General Note
There are various forms of stomas created for different intentions.
Fundamentally, they are distinguished by the section of the intestine used:
- Colostomy (ascending, transverse, descending, sigmoidostomy)
- Small bowel stoma (ileostomy, jejunostomy)
and by the stoma shape:
- End
- Loop
- Special form: Split-stoma
This article concerns the reversal of a loop ileostomy. Similarly, a loop colostomy is managed.
In end stomas (and also split stomas), it is referred to as 'restoration of continuity,' as typically a laparotomy (laparoscopy) is required to anastomose the bowel ends.
The following information on indications, etc., generally applies to the treatment of stomas and not specifically to the reversal of ileostomies.
Indications are determined exclusively on an individual basis:
- Depending on the age, general condition, and outcome of the patient regarding their underlying disease, the chosen stoma form can be reversed at the earliest after the underlying disease has healed!
- The highest reversal rate (about 90%) is for stomas created for anastomosis protection. In contrast, stomas created in the context of anorectal fistula formations in Crohn's disease are reversed in less than half of the cases!
Stoma Configuration:
- End (only the efferent limb is exteriorized)
- Loop (oral and aboral limbs in the stoma)
- Intestinal section for the stoma form used: Jejunum, Ileum,Colon
Timing of Stoma Reversal
- There is currently no clear recommendation for the optimal timing.
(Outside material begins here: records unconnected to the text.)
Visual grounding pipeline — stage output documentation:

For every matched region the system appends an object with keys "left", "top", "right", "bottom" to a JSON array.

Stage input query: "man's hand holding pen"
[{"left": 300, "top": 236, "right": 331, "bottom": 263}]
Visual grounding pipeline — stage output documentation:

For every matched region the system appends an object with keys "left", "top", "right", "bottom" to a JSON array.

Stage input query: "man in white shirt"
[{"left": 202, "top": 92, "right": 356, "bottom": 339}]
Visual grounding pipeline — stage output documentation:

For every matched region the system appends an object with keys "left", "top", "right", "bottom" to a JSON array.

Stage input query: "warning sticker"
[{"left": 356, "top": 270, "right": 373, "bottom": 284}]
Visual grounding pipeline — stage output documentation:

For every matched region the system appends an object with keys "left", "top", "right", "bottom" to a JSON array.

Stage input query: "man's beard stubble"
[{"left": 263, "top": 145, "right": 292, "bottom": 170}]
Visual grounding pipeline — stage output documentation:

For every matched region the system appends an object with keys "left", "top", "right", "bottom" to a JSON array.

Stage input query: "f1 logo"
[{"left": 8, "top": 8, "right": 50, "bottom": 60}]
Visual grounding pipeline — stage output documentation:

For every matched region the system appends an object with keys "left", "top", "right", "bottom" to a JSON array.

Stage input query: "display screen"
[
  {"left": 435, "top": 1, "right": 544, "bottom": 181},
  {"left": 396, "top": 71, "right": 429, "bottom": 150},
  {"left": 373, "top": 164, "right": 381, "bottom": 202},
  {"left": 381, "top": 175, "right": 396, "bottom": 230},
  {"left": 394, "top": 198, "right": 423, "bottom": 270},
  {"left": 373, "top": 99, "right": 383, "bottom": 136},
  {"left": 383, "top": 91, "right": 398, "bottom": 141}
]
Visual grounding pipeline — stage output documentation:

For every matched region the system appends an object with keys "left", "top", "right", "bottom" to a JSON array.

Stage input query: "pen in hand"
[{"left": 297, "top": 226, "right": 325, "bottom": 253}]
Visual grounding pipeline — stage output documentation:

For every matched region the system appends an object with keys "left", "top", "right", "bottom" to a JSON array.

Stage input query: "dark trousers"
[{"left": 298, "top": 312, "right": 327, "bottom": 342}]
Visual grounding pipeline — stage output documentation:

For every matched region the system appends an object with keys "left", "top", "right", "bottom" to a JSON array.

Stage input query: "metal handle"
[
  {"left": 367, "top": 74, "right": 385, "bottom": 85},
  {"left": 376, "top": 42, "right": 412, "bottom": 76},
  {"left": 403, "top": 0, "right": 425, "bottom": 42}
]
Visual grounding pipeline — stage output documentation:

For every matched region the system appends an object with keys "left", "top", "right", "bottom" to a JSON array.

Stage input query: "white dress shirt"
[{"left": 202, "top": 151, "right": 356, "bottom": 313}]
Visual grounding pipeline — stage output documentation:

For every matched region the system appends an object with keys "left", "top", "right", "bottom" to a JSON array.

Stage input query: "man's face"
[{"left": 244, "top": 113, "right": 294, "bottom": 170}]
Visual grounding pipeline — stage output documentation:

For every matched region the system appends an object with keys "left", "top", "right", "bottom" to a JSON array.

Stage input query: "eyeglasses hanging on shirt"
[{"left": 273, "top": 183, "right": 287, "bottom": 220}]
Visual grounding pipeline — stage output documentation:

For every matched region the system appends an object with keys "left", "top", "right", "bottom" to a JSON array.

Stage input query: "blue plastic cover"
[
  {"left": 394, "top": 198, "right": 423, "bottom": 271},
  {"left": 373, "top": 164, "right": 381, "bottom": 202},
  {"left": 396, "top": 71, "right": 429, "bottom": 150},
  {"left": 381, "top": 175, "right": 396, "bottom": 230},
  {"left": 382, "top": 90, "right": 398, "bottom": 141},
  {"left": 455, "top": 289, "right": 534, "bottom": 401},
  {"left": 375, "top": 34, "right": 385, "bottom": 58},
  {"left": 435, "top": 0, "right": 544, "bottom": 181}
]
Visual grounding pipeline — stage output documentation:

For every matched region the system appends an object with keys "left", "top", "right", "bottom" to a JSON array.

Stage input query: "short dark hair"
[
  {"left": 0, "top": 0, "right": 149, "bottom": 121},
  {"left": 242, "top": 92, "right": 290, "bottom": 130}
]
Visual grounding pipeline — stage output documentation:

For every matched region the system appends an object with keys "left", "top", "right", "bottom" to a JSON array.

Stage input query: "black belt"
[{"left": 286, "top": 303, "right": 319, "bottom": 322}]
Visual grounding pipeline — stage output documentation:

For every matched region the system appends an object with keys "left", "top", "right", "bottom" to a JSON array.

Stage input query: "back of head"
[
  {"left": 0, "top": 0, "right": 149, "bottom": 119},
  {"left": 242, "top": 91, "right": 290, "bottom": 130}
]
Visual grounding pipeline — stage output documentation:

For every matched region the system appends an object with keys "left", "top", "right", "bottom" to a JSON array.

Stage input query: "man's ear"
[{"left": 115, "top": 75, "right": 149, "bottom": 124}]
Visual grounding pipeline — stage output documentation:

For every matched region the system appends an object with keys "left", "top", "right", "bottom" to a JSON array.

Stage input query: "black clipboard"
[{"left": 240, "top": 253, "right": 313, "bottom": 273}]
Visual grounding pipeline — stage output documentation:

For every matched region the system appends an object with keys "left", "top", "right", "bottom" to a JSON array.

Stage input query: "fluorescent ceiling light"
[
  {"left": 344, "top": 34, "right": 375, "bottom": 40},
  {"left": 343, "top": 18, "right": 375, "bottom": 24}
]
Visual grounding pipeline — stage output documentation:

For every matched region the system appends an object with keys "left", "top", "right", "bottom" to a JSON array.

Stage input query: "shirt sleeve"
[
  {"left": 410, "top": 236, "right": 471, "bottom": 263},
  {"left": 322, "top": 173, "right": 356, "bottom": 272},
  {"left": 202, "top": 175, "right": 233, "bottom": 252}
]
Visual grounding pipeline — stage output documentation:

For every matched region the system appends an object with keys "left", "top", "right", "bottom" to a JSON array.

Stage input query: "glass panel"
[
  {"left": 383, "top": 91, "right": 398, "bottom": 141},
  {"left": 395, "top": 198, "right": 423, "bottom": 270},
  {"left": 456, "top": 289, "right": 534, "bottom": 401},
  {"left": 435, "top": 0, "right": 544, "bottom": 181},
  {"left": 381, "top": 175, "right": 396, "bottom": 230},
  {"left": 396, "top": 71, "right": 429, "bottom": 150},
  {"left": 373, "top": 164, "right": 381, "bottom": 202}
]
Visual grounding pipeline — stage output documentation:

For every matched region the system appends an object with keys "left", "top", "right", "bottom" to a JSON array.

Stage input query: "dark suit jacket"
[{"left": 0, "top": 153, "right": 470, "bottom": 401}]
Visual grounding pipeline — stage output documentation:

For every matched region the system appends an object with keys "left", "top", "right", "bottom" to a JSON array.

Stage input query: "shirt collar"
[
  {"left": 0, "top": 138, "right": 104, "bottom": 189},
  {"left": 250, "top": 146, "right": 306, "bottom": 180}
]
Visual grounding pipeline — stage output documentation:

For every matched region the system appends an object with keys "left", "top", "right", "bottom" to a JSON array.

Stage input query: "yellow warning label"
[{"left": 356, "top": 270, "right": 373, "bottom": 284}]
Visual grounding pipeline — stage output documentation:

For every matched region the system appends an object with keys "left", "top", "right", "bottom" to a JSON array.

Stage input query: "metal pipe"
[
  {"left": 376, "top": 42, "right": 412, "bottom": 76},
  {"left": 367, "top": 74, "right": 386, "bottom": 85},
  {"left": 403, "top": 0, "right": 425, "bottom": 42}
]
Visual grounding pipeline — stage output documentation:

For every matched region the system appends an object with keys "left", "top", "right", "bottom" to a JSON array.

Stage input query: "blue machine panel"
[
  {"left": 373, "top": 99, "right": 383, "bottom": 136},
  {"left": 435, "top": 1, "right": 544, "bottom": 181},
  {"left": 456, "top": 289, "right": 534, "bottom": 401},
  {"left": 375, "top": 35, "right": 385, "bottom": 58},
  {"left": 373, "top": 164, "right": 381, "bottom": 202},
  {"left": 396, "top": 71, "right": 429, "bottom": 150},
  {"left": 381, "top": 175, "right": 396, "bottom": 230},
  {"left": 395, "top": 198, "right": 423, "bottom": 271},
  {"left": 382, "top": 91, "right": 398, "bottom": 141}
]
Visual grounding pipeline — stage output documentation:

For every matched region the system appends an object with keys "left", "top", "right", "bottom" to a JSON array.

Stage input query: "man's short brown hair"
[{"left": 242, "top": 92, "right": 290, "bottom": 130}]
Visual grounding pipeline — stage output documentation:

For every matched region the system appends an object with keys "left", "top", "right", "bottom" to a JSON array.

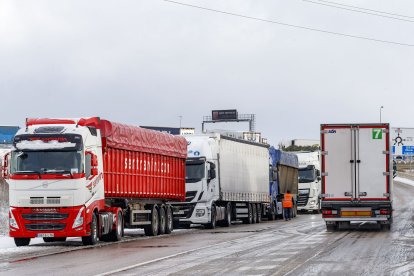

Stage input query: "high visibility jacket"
[{"left": 282, "top": 193, "right": 293, "bottom": 208}]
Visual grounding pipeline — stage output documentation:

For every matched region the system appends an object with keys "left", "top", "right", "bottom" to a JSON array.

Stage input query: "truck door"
[
  {"left": 355, "top": 126, "right": 389, "bottom": 200},
  {"left": 322, "top": 126, "right": 355, "bottom": 200}
]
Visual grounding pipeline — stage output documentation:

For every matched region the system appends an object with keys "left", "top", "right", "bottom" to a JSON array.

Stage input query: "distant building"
[{"left": 141, "top": 126, "right": 195, "bottom": 135}]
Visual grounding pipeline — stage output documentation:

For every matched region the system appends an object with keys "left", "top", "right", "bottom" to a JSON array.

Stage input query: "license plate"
[
  {"left": 341, "top": 211, "right": 372, "bottom": 217},
  {"left": 36, "top": 233, "right": 55, "bottom": 238}
]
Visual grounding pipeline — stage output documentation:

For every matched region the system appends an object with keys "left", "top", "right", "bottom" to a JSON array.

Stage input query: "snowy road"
[{"left": 0, "top": 179, "right": 414, "bottom": 275}]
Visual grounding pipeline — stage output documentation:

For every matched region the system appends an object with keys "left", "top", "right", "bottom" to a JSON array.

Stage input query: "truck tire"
[
  {"left": 223, "top": 202, "right": 232, "bottom": 227},
  {"left": 43, "top": 238, "right": 66, "bottom": 242},
  {"left": 206, "top": 205, "right": 216, "bottom": 229},
  {"left": 144, "top": 205, "right": 159, "bottom": 236},
  {"left": 107, "top": 212, "right": 124, "bottom": 242},
  {"left": 14, "top": 238, "right": 30, "bottom": 247},
  {"left": 82, "top": 213, "right": 98, "bottom": 245},
  {"left": 158, "top": 206, "right": 167, "bottom": 235},
  {"left": 165, "top": 206, "right": 174, "bottom": 234},
  {"left": 244, "top": 203, "right": 253, "bottom": 224},
  {"left": 251, "top": 203, "right": 257, "bottom": 224},
  {"left": 256, "top": 203, "right": 262, "bottom": 223}
]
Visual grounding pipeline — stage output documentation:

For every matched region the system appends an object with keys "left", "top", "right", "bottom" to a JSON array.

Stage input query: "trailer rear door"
[
  {"left": 355, "top": 126, "right": 390, "bottom": 200},
  {"left": 321, "top": 124, "right": 391, "bottom": 201}
]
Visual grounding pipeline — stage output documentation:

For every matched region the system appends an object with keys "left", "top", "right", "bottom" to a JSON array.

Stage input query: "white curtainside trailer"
[
  {"left": 174, "top": 133, "right": 270, "bottom": 228},
  {"left": 321, "top": 124, "right": 392, "bottom": 230}
]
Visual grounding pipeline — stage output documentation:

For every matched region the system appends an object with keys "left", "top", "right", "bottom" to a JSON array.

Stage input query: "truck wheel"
[
  {"left": 252, "top": 203, "right": 257, "bottom": 224},
  {"left": 223, "top": 202, "right": 232, "bottom": 227},
  {"left": 82, "top": 213, "right": 98, "bottom": 245},
  {"left": 108, "top": 212, "right": 124, "bottom": 241},
  {"left": 144, "top": 205, "right": 159, "bottom": 236},
  {"left": 158, "top": 206, "right": 167, "bottom": 235},
  {"left": 267, "top": 204, "right": 276, "bottom": 220},
  {"left": 165, "top": 206, "right": 174, "bottom": 234},
  {"left": 14, "top": 238, "right": 30, "bottom": 247},
  {"left": 256, "top": 203, "right": 262, "bottom": 223},
  {"left": 43, "top": 238, "right": 66, "bottom": 242},
  {"left": 206, "top": 205, "right": 216, "bottom": 229}
]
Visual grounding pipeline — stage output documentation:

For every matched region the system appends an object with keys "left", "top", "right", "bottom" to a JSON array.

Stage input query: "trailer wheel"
[
  {"left": 256, "top": 203, "right": 262, "bottom": 223},
  {"left": 14, "top": 238, "right": 30, "bottom": 247},
  {"left": 252, "top": 203, "right": 257, "bottom": 224},
  {"left": 158, "top": 206, "right": 167, "bottom": 235},
  {"left": 144, "top": 205, "right": 159, "bottom": 236},
  {"left": 107, "top": 212, "right": 124, "bottom": 241},
  {"left": 82, "top": 213, "right": 98, "bottom": 245},
  {"left": 165, "top": 206, "right": 174, "bottom": 234},
  {"left": 267, "top": 204, "right": 277, "bottom": 220},
  {"left": 223, "top": 202, "right": 232, "bottom": 227},
  {"left": 43, "top": 237, "right": 66, "bottom": 242},
  {"left": 206, "top": 205, "right": 216, "bottom": 229}
]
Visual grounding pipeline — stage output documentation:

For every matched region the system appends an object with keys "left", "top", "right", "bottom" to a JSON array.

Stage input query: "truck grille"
[
  {"left": 26, "top": 223, "right": 66, "bottom": 231},
  {"left": 30, "top": 197, "right": 45, "bottom": 205},
  {"left": 174, "top": 204, "right": 195, "bottom": 218},
  {"left": 185, "top": 191, "right": 197, "bottom": 202},
  {"left": 22, "top": 214, "right": 69, "bottom": 220},
  {"left": 298, "top": 189, "right": 309, "bottom": 206}
]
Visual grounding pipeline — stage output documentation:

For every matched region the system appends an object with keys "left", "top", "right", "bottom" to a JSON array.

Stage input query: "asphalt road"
[{"left": 0, "top": 180, "right": 414, "bottom": 275}]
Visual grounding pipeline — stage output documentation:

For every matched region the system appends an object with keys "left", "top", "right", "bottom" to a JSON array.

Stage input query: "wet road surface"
[{"left": 0, "top": 183, "right": 414, "bottom": 275}]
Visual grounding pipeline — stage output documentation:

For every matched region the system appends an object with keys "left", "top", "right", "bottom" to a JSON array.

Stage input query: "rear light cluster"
[
  {"left": 322, "top": 210, "right": 338, "bottom": 215},
  {"left": 375, "top": 210, "right": 391, "bottom": 215}
]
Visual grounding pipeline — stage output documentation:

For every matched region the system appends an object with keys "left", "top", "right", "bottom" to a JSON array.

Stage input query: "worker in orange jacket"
[{"left": 282, "top": 190, "right": 293, "bottom": 220}]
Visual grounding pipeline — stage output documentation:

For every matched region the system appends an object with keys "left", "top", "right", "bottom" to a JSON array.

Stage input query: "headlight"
[
  {"left": 9, "top": 210, "right": 19, "bottom": 229},
  {"left": 196, "top": 209, "right": 206, "bottom": 217},
  {"left": 72, "top": 207, "right": 85, "bottom": 228}
]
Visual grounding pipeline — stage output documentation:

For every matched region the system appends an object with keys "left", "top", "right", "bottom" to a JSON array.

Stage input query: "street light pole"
[{"left": 380, "top": 105, "right": 384, "bottom": 124}]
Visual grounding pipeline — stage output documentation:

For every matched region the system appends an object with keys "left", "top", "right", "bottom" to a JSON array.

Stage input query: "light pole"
[{"left": 380, "top": 105, "right": 384, "bottom": 124}]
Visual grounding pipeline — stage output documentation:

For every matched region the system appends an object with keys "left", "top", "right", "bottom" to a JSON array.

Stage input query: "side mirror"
[
  {"left": 91, "top": 168, "right": 98, "bottom": 176},
  {"left": 1, "top": 153, "right": 10, "bottom": 179},
  {"left": 208, "top": 162, "right": 217, "bottom": 181}
]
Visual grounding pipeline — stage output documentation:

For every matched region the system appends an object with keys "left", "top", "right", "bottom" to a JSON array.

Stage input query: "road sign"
[{"left": 391, "top": 127, "right": 414, "bottom": 155}]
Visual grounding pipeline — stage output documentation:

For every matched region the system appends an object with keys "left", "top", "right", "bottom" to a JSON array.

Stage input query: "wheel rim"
[{"left": 116, "top": 213, "right": 122, "bottom": 236}]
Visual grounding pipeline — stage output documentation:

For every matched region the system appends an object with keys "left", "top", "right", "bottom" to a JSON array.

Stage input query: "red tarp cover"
[{"left": 98, "top": 120, "right": 187, "bottom": 158}]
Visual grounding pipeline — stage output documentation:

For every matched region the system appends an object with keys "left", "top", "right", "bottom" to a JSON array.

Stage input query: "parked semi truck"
[
  {"left": 174, "top": 133, "right": 270, "bottom": 228},
  {"left": 296, "top": 151, "right": 321, "bottom": 213},
  {"left": 268, "top": 147, "right": 298, "bottom": 220},
  {"left": 321, "top": 124, "right": 393, "bottom": 230},
  {"left": 3, "top": 117, "right": 187, "bottom": 246}
]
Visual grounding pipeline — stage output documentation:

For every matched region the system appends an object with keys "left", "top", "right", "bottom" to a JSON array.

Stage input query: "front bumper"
[{"left": 9, "top": 206, "right": 88, "bottom": 238}]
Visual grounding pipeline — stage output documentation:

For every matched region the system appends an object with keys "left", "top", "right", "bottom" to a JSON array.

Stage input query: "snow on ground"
[{"left": 394, "top": 176, "right": 414, "bottom": 186}]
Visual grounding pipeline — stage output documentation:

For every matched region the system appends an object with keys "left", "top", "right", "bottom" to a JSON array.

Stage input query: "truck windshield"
[
  {"left": 185, "top": 162, "right": 205, "bottom": 183},
  {"left": 11, "top": 151, "right": 83, "bottom": 174},
  {"left": 299, "top": 168, "right": 316, "bottom": 183}
]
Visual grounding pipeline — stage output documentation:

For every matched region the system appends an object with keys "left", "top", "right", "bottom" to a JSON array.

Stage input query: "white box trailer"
[
  {"left": 321, "top": 124, "right": 392, "bottom": 230},
  {"left": 174, "top": 133, "right": 270, "bottom": 228}
]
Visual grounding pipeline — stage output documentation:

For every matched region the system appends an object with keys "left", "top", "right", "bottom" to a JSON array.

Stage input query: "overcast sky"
[{"left": 0, "top": 0, "right": 414, "bottom": 145}]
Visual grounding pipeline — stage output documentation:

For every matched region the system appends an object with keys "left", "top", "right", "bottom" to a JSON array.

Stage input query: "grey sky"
[{"left": 0, "top": 0, "right": 414, "bottom": 144}]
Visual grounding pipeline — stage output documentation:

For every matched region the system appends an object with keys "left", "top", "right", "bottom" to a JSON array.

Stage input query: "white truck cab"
[{"left": 296, "top": 151, "right": 321, "bottom": 213}]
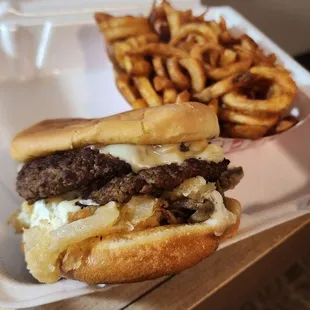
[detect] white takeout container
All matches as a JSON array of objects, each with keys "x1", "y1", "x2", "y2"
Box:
[{"x1": 0, "y1": 0, "x2": 310, "y2": 308}]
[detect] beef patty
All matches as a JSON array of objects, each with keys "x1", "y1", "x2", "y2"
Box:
[
  {"x1": 89, "y1": 158, "x2": 229, "y2": 205},
  {"x1": 17, "y1": 148, "x2": 242, "y2": 205}
]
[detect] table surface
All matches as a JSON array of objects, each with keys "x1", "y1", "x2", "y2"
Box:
[{"x1": 37, "y1": 215, "x2": 310, "y2": 310}]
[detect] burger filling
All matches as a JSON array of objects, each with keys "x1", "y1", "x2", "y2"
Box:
[{"x1": 12, "y1": 141, "x2": 243, "y2": 282}]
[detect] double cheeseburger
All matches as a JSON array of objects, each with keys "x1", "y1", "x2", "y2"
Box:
[{"x1": 10, "y1": 102, "x2": 243, "y2": 283}]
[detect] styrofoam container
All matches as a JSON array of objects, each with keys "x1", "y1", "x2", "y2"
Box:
[{"x1": 0, "y1": 0, "x2": 310, "y2": 308}]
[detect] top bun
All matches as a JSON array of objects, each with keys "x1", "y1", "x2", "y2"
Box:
[{"x1": 11, "y1": 102, "x2": 219, "y2": 162}]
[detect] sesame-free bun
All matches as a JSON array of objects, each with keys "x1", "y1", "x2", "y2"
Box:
[
  {"x1": 60, "y1": 198, "x2": 241, "y2": 283},
  {"x1": 11, "y1": 102, "x2": 219, "y2": 162}
]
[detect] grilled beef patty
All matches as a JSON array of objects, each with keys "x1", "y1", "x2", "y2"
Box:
[
  {"x1": 17, "y1": 147, "x2": 243, "y2": 205},
  {"x1": 16, "y1": 148, "x2": 131, "y2": 203}
]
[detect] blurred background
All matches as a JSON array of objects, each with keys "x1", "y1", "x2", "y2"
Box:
[{"x1": 202, "y1": 0, "x2": 310, "y2": 70}]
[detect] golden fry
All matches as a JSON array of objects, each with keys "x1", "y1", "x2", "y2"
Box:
[
  {"x1": 128, "y1": 43, "x2": 188, "y2": 58},
  {"x1": 163, "y1": 88, "x2": 177, "y2": 104},
  {"x1": 124, "y1": 56, "x2": 152, "y2": 76},
  {"x1": 133, "y1": 76, "x2": 163, "y2": 107},
  {"x1": 223, "y1": 67, "x2": 297, "y2": 115},
  {"x1": 220, "y1": 49, "x2": 237, "y2": 67},
  {"x1": 193, "y1": 72, "x2": 254, "y2": 103},
  {"x1": 207, "y1": 58, "x2": 252, "y2": 81},
  {"x1": 152, "y1": 56, "x2": 167, "y2": 77},
  {"x1": 94, "y1": 0, "x2": 298, "y2": 139},
  {"x1": 176, "y1": 90, "x2": 191, "y2": 103},
  {"x1": 166, "y1": 58, "x2": 190, "y2": 89},
  {"x1": 190, "y1": 42, "x2": 223, "y2": 61},
  {"x1": 153, "y1": 76, "x2": 174, "y2": 91},
  {"x1": 179, "y1": 58, "x2": 206, "y2": 92},
  {"x1": 162, "y1": 1, "x2": 181, "y2": 37},
  {"x1": 170, "y1": 23, "x2": 218, "y2": 45}
]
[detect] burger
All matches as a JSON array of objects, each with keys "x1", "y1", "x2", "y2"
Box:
[{"x1": 10, "y1": 102, "x2": 243, "y2": 283}]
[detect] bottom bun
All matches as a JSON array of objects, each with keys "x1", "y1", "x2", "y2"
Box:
[{"x1": 61, "y1": 198, "x2": 241, "y2": 283}]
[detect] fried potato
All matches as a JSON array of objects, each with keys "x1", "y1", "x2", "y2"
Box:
[
  {"x1": 170, "y1": 23, "x2": 218, "y2": 45},
  {"x1": 162, "y1": 1, "x2": 181, "y2": 37},
  {"x1": 94, "y1": 0, "x2": 297, "y2": 139},
  {"x1": 133, "y1": 76, "x2": 163, "y2": 107},
  {"x1": 193, "y1": 72, "x2": 254, "y2": 103},
  {"x1": 206, "y1": 59, "x2": 252, "y2": 81},
  {"x1": 153, "y1": 76, "x2": 174, "y2": 91},
  {"x1": 206, "y1": 51, "x2": 252, "y2": 81},
  {"x1": 219, "y1": 108, "x2": 279, "y2": 128},
  {"x1": 190, "y1": 42, "x2": 223, "y2": 61},
  {"x1": 223, "y1": 67, "x2": 297, "y2": 115},
  {"x1": 222, "y1": 123, "x2": 269, "y2": 140},
  {"x1": 116, "y1": 73, "x2": 139, "y2": 108},
  {"x1": 220, "y1": 48, "x2": 237, "y2": 67},
  {"x1": 208, "y1": 98, "x2": 219, "y2": 115},
  {"x1": 152, "y1": 56, "x2": 167, "y2": 77},
  {"x1": 272, "y1": 116, "x2": 298, "y2": 134},
  {"x1": 132, "y1": 98, "x2": 147, "y2": 109},
  {"x1": 176, "y1": 90, "x2": 191, "y2": 103},
  {"x1": 102, "y1": 24, "x2": 153, "y2": 42},
  {"x1": 163, "y1": 88, "x2": 177, "y2": 104},
  {"x1": 179, "y1": 58, "x2": 206, "y2": 92},
  {"x1": 128, "y1": 43, "x2": 188, "y2": 58},
  {"x1": 126, "y1": 33, "x2": 159, "y2": 48},
  {"x1": 123, "y1": 56, "x2": 152, "y2": 76},
  {"x1": 166, "y1": 58, "x2": 191, "y2": 90}
]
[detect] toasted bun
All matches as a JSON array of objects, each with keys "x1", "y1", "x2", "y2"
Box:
[
  {"x1": 61, "y1": 198, "x2": 241, "y2": 283},
  {"x1": 11, "y1": 102, "x2": 219, "y2": 162}
]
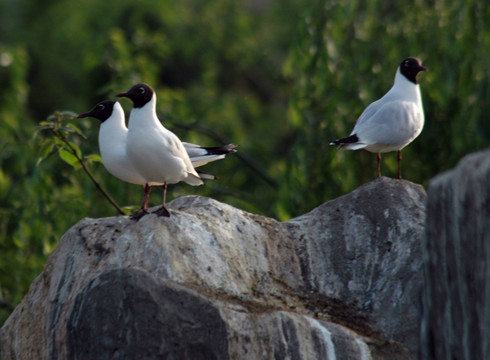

- An early closure of a loop protective ileostomy 10 to 14 days after creation is theoretically possible after quick recovery from the primary operation, with positive effects on quality of life and potential stoma complications. However, due to physiological inflammatory adhesions between the intestine and abdominal wall and between the intestinal loops, reversal at this early stage is significantly more difficult. These adhesions typically resolve within 6-10 weeks, so reversal usually occurs 10-12 weeks after creation.
- A colostomy after discontinuity resection should be dissolved no earlier than 6 months after the primary operation; after severe peritonitis, it is advisable to wait even 9 to 12 months to ensure sufficient patient recovery and to reduce the extent of potential adhesions.